Ожидание грозило затянуться. Нервы у обоих губернаторов были на пределе: д'Ожерон теребил манжету, де Баас расхаживал по мостику, и оба молчали. О чем еще говорить? Они здорово прокололись, и дай бог, чтобы опасения месье Бертрана оказались напрасными… А если нет? Тогда им обоим предстоят долгие и тошнотворные объяснения с месье Кольбером, директорами компании, а возможно, и с его величеством. Бунты и во Франции не редкость, но во время войны улаживать еще и эту проблему — увольте. Испания ведь не упустит момент, чтобы воспользоваться этой брешью.

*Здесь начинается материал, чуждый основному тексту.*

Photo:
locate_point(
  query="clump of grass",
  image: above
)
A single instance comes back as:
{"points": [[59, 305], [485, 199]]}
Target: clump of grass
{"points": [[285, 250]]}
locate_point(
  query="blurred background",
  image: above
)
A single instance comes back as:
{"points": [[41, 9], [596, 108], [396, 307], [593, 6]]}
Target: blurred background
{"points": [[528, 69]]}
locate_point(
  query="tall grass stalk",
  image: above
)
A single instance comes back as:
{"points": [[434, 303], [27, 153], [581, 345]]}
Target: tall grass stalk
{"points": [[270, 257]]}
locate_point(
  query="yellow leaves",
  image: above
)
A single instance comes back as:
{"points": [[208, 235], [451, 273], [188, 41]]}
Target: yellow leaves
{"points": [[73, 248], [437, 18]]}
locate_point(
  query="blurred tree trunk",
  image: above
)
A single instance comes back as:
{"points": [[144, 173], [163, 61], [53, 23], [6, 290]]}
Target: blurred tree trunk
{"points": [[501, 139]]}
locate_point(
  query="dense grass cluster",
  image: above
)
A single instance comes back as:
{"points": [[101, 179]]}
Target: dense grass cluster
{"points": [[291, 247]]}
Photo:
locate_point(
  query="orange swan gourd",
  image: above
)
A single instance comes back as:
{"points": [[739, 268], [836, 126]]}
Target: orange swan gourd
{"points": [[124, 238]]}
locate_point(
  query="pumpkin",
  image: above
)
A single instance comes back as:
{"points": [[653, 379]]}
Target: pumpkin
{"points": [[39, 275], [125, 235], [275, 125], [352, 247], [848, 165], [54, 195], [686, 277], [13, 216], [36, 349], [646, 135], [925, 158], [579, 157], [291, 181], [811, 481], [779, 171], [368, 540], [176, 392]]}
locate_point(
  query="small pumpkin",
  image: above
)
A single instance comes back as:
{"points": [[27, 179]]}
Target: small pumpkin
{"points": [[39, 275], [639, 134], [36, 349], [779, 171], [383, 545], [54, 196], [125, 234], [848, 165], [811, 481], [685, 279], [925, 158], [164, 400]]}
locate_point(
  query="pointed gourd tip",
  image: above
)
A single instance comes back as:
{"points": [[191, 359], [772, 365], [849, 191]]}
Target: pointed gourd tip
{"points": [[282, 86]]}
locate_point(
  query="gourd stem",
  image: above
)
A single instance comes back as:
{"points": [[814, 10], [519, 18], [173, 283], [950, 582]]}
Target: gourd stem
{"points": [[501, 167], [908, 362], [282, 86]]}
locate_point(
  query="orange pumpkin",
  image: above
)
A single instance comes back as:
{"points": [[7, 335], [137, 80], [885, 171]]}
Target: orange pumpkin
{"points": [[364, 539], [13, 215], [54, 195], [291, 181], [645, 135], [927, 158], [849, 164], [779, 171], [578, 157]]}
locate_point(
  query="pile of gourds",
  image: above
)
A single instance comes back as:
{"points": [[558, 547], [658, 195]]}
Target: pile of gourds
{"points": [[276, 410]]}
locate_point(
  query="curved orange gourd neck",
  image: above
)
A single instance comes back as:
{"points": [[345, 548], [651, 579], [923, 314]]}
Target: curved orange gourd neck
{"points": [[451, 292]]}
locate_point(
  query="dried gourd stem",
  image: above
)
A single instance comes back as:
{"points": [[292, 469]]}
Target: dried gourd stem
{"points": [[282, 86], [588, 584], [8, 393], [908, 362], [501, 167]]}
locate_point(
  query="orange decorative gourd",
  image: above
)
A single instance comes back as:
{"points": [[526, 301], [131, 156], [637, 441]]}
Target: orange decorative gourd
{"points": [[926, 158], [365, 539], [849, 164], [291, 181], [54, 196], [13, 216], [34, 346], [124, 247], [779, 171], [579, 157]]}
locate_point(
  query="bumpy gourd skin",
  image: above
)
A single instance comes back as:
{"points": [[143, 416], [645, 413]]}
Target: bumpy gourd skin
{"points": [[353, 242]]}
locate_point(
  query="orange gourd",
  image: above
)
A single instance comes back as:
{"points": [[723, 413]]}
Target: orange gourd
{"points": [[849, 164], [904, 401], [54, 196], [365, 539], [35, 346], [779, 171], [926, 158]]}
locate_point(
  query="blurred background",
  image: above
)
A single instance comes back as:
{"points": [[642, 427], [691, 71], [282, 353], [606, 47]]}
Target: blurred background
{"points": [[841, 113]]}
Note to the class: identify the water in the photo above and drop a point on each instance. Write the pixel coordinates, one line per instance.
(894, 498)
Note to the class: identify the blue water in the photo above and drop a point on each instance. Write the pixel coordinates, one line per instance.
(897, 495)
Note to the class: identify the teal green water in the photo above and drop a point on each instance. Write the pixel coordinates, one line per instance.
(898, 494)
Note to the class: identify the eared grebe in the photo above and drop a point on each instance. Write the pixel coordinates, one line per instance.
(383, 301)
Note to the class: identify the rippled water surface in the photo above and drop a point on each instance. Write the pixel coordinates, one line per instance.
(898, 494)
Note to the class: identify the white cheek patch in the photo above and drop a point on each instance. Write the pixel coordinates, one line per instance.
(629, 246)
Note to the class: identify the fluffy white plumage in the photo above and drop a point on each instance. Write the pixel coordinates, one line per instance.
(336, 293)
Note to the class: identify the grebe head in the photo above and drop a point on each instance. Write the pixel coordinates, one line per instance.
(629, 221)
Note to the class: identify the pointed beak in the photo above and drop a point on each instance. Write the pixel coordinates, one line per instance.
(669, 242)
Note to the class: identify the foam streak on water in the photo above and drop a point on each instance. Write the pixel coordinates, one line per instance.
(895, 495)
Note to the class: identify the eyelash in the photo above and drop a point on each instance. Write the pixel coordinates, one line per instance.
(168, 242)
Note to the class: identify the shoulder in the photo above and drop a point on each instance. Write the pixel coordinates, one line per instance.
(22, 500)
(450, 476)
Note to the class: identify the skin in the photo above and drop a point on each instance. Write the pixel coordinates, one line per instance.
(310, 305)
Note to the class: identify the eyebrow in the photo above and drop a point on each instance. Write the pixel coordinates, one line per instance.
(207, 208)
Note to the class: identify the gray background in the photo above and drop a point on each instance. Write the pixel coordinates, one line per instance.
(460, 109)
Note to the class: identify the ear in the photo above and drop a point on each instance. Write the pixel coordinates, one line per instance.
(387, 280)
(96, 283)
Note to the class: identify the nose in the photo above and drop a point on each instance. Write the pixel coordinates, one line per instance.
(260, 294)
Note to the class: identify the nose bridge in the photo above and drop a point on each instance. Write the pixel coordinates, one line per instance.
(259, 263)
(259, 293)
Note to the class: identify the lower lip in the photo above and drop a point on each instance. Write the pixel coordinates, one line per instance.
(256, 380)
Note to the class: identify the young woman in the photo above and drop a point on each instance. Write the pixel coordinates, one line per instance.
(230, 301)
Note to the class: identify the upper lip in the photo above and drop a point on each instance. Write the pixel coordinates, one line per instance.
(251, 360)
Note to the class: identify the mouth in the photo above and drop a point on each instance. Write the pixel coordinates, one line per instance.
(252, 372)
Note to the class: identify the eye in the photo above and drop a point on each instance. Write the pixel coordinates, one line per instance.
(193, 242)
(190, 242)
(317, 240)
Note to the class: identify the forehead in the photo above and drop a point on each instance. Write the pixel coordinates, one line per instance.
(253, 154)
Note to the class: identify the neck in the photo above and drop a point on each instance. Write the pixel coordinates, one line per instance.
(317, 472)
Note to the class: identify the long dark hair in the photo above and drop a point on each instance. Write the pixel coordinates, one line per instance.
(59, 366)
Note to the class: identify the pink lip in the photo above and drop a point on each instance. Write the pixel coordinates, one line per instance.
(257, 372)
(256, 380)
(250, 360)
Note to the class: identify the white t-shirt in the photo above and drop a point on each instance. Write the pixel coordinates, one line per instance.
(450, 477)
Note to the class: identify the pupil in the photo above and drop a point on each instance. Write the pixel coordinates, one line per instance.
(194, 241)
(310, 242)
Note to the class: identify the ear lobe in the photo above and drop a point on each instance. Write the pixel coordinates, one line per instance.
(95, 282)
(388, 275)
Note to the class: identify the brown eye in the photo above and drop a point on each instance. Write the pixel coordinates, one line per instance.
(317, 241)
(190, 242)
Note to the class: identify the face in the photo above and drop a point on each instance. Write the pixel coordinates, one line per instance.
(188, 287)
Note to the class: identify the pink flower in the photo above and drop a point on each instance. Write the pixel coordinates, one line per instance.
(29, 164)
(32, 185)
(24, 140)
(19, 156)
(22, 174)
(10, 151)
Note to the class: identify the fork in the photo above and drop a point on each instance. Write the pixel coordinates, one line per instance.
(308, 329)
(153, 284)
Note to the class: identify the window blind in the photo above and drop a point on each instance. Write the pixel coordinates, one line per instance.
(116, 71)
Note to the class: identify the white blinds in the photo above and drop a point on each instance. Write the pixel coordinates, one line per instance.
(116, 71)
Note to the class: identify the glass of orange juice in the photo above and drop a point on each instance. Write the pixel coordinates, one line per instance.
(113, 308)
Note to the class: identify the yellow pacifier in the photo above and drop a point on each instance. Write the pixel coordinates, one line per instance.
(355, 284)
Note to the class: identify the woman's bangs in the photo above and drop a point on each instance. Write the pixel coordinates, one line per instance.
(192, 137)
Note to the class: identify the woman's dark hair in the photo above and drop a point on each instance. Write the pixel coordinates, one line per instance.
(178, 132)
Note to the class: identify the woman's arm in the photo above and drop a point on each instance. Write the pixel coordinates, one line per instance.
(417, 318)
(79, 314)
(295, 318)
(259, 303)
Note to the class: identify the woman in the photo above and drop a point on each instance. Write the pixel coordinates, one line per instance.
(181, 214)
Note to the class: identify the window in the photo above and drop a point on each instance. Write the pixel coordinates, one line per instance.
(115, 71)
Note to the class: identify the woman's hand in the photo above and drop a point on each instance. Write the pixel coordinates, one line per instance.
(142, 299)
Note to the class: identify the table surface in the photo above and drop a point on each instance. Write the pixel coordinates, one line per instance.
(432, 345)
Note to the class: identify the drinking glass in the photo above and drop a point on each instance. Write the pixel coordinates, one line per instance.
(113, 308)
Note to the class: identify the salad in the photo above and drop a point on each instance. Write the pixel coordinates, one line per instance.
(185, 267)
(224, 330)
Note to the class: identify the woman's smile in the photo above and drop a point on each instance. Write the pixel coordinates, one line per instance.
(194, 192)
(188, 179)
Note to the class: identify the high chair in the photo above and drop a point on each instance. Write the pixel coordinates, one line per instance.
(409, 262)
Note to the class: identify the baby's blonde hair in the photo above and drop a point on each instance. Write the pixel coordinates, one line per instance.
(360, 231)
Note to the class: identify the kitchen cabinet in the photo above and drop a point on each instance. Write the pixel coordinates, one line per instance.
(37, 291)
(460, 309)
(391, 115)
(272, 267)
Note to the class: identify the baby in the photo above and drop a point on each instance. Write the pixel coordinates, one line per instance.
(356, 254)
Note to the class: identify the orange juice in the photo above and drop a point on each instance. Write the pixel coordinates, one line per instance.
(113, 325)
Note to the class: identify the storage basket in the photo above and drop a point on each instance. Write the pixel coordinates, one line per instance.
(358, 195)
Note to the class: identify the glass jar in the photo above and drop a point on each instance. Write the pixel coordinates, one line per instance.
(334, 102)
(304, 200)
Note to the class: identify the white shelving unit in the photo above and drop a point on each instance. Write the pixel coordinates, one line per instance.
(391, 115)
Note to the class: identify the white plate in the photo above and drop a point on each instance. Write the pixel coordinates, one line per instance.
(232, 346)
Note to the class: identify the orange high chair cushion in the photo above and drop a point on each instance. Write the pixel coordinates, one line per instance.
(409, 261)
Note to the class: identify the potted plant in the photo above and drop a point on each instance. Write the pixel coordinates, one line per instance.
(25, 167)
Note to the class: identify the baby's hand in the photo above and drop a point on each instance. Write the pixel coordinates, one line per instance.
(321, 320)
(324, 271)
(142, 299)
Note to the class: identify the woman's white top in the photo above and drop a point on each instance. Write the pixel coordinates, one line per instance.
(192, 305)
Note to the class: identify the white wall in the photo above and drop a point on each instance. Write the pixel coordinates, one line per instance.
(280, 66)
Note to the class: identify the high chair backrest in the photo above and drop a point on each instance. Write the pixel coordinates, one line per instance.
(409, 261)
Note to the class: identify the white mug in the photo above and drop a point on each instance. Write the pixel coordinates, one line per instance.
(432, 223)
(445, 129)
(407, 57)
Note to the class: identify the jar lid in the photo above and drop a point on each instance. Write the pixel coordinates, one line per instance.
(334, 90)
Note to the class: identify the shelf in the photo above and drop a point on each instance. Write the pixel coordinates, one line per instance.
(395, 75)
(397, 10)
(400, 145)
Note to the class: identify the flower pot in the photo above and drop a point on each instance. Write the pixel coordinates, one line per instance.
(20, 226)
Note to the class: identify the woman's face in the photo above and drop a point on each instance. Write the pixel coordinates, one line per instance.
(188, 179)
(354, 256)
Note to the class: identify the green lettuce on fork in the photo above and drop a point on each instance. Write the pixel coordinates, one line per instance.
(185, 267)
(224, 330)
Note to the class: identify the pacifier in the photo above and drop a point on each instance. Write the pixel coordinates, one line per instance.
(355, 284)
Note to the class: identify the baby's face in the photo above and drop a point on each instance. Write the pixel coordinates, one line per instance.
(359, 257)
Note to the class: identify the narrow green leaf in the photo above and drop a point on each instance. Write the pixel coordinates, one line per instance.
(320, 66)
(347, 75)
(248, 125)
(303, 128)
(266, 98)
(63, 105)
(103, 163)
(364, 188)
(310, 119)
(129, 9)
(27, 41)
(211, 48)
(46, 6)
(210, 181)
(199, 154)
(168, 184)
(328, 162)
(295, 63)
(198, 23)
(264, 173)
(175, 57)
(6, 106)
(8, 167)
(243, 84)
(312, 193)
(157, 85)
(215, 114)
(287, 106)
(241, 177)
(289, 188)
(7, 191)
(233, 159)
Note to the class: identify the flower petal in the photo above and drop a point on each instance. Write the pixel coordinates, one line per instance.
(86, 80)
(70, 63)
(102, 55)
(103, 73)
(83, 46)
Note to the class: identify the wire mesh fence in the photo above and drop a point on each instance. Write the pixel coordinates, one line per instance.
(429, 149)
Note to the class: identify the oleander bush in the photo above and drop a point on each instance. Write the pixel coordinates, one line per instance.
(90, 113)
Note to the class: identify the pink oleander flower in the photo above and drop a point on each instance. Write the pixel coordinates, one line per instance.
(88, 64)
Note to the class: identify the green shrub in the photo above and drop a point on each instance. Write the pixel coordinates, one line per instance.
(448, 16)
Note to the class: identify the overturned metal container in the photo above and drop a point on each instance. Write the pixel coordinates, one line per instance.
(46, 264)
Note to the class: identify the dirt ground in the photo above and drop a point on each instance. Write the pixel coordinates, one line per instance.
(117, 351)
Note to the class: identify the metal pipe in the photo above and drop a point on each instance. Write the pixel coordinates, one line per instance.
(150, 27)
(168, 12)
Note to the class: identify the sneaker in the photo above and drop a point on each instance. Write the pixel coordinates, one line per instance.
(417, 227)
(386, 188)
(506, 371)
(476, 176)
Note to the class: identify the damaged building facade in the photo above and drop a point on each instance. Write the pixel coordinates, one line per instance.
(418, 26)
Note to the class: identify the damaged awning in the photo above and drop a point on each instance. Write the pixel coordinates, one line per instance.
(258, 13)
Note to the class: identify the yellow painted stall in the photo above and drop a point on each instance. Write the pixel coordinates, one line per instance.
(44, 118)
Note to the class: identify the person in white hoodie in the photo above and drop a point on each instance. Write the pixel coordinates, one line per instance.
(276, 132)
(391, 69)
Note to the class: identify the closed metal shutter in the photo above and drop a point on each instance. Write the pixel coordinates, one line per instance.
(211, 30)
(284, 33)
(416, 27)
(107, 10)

Маракайбо-то ужепридется отложить на неопределенное время. А там, глядишь, будет готова к выходу в море эскадра, стоящая сейчас на рейде Сантьяго…
— Что это? — Де Баас вскинул подзорную трубу, и, убедившись, что зрение его не обмануло: — Что она делает, черт бы ее побрал?!!
Д'Ожерону и без трубы было видно, как с клотиков пиратских кораблей спускают французские флаги. Плохо знавший мадам Спарроу человек мог бы подумать, что она таким манером пытается уломать бунтовщиков на мирные переговоры. Но уж кто-кто, а месье Бертран хорошо знал эту женщину. Она за все время только раз спустила флаг. Чтобы тут же поднять на клотик красный вымпел и вступить в неравный бой с испанцами. Но сейчас порты ее кораблей закрыты. Стало быть, сражаться она и не думает. Зачем же тогда?..
«Ах, черт, я ее недооценил!..»
Не красные вымпелы, а точно такие же, как на форте Сен-Доменга, трехцветные флаги поднялись над пиратской флотилией. Черная полоса, белая, красная.
— Вы… вы это видите? — вскричал де Баас.
— Вижу, — пожал плечами д'Ожерон, всем своим видом демонстрируя олимпийское спокойствие.
— Это же заговор! — бушевал де Баас. Он крайне редко впадал в такое бешенство, а тут было отчего рвать и метать. — Голову даю на отсечение: это все — и бунт в том числе — ее рук дело!